The main goals of delayed surgery are to control sepsis, to repair the perforation if possible, and diversion, if required[28,30,32,43,44]. Delayed surgery is performed in patients who remain septic despite non-operative treatment, and debridement and drainage of the retroperitoneal space is required. That can be achieved by an extraperitoneal approach (right posterior laparostomy)[28] or transperitoneal approach when cholecystectomy, common bile duct exploration with T-tube placement or diversion techniques are required. The perforation site cannot be found in 16% to 80% in delayed surgery[24,27,44] or the tissues are too edematous for primary repair. The transduodenal approach is not indicated for delayed surgery.

Diversion of gastric and duodenal fluid is mandatory and can be achieved by: placement of a nasogastric or nasoduodenal tube; tube duodenostomy; pyloric exclusion and gastrojejunostomy; gastrojejunostomy alone; T-tube placement for bile diversion; duodenal diverticulization[7,8,11,12,15,20,23,25,27,29]. Duodenal diverticulization consists of Billroth II gastrectomy, placement of a decompressive catheter into the duodenum, closure of duodenal wound and drainage[45]. The main drawback of duodenal diverticulization is that it is an extensive procedure which may be inappropriate in septic, unstable patients.

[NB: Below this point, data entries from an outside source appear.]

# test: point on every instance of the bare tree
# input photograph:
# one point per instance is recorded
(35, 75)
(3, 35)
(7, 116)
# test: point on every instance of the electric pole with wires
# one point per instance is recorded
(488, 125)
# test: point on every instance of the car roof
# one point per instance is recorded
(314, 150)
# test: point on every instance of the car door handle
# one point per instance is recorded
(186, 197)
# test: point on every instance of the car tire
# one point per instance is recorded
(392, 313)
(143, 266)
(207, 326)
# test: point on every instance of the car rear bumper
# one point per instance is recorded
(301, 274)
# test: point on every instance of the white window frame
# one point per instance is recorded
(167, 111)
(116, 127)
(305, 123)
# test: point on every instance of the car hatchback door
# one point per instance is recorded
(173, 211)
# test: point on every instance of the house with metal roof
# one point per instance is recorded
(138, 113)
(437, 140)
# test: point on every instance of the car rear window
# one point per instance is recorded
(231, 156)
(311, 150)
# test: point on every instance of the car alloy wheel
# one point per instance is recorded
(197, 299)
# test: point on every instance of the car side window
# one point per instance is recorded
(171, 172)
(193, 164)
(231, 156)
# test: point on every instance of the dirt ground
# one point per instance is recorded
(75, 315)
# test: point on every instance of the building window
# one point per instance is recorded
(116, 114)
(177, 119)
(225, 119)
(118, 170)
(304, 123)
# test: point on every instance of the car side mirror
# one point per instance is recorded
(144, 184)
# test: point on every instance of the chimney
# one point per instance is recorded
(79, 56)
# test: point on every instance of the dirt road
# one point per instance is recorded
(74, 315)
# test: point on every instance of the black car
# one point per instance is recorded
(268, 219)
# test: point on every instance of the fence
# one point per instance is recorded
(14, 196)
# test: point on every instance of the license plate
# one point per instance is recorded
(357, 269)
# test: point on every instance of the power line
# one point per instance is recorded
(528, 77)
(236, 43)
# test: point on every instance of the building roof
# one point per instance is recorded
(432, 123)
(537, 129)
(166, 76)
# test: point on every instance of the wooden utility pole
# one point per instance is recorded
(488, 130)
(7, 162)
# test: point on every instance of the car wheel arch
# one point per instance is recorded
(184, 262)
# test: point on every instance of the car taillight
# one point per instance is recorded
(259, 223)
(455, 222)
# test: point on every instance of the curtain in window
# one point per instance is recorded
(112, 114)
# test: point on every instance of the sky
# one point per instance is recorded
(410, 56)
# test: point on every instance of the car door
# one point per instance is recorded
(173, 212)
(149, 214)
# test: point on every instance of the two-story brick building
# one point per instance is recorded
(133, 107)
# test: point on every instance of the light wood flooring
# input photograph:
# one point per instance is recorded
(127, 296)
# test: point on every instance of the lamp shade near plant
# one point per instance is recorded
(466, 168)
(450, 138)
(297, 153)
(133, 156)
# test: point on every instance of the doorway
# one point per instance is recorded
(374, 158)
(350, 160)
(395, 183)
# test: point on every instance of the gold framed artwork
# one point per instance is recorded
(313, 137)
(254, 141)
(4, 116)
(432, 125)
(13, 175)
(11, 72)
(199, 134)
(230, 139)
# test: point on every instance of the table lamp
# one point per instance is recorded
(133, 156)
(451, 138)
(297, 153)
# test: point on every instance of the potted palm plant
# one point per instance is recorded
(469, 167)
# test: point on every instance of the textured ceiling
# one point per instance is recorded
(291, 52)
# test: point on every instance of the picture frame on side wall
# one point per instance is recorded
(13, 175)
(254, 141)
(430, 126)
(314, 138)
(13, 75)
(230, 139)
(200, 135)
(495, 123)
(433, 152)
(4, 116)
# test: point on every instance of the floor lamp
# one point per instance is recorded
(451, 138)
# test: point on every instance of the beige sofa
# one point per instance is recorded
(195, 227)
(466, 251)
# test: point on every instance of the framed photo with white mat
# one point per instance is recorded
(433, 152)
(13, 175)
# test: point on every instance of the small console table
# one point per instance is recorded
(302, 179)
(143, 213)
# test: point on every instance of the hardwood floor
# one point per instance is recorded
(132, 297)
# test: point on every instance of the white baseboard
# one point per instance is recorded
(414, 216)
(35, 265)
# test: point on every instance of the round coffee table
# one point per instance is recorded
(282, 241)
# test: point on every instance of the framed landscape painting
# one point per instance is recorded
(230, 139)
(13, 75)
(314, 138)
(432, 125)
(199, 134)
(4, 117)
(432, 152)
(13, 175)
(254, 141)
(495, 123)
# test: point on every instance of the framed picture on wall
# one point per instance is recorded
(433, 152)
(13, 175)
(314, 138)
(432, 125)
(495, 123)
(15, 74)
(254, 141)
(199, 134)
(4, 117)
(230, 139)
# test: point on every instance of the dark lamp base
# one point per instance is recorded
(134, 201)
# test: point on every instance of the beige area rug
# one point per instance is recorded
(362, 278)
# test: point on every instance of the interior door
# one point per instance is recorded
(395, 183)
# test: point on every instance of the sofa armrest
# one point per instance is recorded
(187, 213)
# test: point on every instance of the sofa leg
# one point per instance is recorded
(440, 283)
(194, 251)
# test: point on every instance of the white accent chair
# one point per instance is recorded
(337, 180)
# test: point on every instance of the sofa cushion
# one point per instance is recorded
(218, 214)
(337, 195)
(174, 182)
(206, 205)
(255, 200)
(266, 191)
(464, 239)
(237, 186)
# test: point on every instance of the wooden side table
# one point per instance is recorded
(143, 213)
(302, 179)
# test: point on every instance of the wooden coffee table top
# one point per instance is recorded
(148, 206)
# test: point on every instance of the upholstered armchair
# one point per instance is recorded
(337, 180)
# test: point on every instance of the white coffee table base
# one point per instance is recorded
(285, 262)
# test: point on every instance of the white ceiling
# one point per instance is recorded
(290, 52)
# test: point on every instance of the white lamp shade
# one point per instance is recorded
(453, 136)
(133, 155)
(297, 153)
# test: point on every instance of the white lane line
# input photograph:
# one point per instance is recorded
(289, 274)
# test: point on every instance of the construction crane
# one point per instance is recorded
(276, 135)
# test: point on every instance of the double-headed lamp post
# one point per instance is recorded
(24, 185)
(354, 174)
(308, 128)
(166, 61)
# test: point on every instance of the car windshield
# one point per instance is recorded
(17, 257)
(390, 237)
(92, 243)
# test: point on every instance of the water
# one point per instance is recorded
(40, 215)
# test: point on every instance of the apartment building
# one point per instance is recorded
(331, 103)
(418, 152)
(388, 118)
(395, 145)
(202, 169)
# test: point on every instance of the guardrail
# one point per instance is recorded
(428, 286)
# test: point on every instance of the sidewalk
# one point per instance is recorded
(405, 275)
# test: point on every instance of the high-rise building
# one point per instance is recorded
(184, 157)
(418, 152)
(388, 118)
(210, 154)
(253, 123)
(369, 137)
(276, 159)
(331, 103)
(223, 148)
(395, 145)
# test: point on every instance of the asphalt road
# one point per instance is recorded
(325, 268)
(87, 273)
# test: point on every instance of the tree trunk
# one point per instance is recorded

Pyloric exclusion is a less invasive alternative. This procedure consists of duodenal wound repair, closure of the pylorus with a running suture or by stapling and gastrojejunostomy. Pyloric exclusion is a less extensive procedure, less time consuming, causes less physiological disturbances and it is advocated by most clinicians, when duodenal diversion is required.

In conclusion, ERCP-related perforation is uncommon (0.39%), but it is associated with an overall mortality of 7.8%. Early diagnosis and treatment are essential for a better outcome. The mechanism, site and extent of injury, suggested by clinical and radiographic findings, should guide towards conservative or surgical management. In type I perforations early surgical repair is indicated, unless endoscopic closure can be achieved. Patients with type II perforations should be treated initially non-operatively. Non-operative treatment is successful in 79% of patients with an overall mortality of 9.4%. Non-operative treatment is sufficient in all patients with type III injuries. Surgical technique depends on size and site of defect, timing and clinical condition of the patient.